According to you, which is the best herb that we can find in nature?

- Without hesitation stinging nettles (Brännässlor, Urtica dioica). Nettles are so versatile and can be crafted into a variety of products such as tea, garden fertilizer, rope, clothing, natural dye, and even skin and hair care product. This is why nettle is the emblem of Nordiska Örter.

How do you make flowers and vegetables grow to be especially good this summer?

- This summer I am establishing a new space for growing herbs and vegetables. To be sure to have extra nice vegetables, the crops will face south, with more than 8 hours of sunshine per day. Some trees are placed on the north side to keep the surrounding humidity, and above, the vegetables will grow on a no-dig soil, amended in composted manure (gödsel), which will retain water and enhance soil biodiversity to provide nutrients to plants along the season.

What are your best advise to keep pests out of the garden without the use of chemicals?

- Diversity, diversity, and diversity! It is important to grow together crops from diverse plant families because they have different pests. They also have different chemical profiles (smells), and some plants can camouflage the smells of others making them unattractive to pests. Diversity will help prevent the spread of disease and provide habitat for a wide range of pollinators, birds, and other wildlife.

When do you know that your vegetables are ready to be harvested?

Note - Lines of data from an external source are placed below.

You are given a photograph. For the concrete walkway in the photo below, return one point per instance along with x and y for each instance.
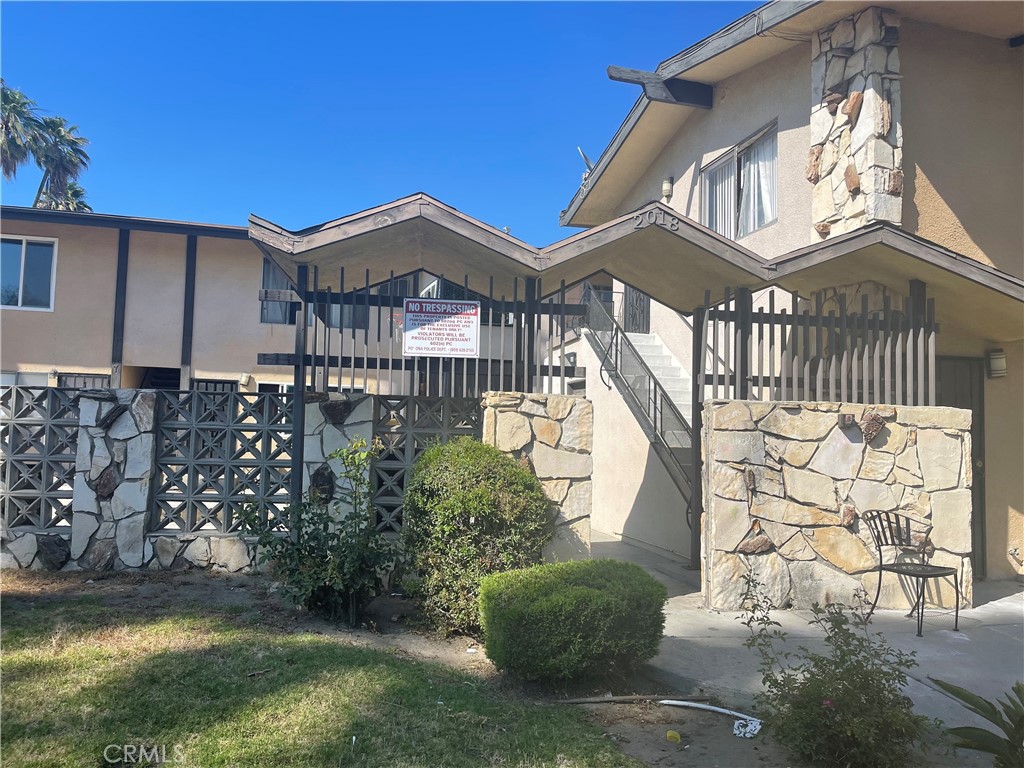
(704, 649)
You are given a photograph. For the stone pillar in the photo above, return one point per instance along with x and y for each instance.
(333, 420)
(114, 473)
(856, 157)
(554, 434)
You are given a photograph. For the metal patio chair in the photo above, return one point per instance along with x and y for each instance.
(894, 529)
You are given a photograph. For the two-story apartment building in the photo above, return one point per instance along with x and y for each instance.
(803, 132)
(98, 300)
(841, 146)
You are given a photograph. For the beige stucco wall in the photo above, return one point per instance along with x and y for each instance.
(634, 496)
(155, 302)
(775, 90)
(226, 331)
(963, 125)
(86, 276)
(1004, 459)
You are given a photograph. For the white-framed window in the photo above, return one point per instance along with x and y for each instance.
(274, 280)
(28, 267)
(738, 195)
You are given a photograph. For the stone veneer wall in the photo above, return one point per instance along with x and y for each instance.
(856, 157)
(785, 484)
(554, 435)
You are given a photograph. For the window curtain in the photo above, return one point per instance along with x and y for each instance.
(720, 198)
(757, 170)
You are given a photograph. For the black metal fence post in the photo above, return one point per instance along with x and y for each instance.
(298, 403)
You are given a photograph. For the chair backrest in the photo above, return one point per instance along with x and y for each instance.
(890, 529)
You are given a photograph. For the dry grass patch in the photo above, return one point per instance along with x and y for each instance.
(85, 667)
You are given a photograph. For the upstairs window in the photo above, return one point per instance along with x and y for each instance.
(739, 187)
(27, 268)
(274, 280)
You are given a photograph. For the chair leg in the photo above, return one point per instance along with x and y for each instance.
(878, 593)
(956, 597)
(921, 605)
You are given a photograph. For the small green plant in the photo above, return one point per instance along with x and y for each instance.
(845, 706)
(470, 510)
(333, 558)
(564, 621)
(1009, 748)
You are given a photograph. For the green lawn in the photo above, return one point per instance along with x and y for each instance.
(80, 674)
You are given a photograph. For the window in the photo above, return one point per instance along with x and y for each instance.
(274, 280)
(27, 268)
(84, 381)
(739, 188)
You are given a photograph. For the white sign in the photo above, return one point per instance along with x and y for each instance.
(440, 328)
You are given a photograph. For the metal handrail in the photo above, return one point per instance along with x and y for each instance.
(599, 321)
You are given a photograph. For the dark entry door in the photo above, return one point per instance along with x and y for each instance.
(961, 383)
(637, 311)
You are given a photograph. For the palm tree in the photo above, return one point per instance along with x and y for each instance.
(22, 129)
(61, 156)
(52, 142)
(73, 200)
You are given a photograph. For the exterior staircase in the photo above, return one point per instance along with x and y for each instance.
(653, 385)
(677, 383)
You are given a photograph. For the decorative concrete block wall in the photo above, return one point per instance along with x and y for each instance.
(554, 435)
(785, 484)
(332, 421)
(856, 156)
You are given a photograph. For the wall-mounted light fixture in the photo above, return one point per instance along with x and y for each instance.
(996, 364)
(667, 187)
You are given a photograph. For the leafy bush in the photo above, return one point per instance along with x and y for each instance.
(843, 707)
(1009, 748)
(567, 620)
(470, 510)
(333, 560)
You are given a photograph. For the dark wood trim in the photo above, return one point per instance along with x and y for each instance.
(120, 298)
(188, 320)
(682, 92)
(18, 213)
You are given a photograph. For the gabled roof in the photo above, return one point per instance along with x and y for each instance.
(655, 250)
(20, 213)
(757, 37)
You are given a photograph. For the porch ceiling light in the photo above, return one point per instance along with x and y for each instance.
(996, 364)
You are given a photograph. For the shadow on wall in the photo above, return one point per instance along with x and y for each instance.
(657, 516)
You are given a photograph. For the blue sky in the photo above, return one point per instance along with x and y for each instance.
(305, 112)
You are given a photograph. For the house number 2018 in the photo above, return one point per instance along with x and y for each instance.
(641, 220)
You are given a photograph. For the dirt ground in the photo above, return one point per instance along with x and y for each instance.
(639, 728)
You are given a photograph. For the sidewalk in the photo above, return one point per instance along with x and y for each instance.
(705, 648)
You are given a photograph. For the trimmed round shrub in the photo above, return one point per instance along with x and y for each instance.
(570, 620)
(469, 511)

- It depends on the vegetable but most of the time it is when they are colourful. We can get a good sense of their maturity level based on colours: The more colourful they are, the closer to maturity and ready to be harvested they are.

You are running the Instagram account @Nordiskaorter. Tell us about it!

- Nordiska Örter aims to promote local and sustainable herbalism. Through courses, I teach people how to use herbs that are native to their region, and I will start growing a variety of culinary herbs to provide fresh and organic products to the local market. Instagram is the only platform yet where you can follow the work of Nordiska Örter and keep up to date with the activities, herbs production and sales. I publish little content because I prefer quality over quantity.

You will teach courses in wildcrafting and gardening this summer. What can the participants expect from your courses?

- I hope to transmit the knowledge and skills of using herbs, to understand the role of plants in the ecosystems, to appreciate plants beauty, for a greater sense of connection with the nature. I am excited to getting to know nature enthusiasts, to learn from each other and to build a community around plants.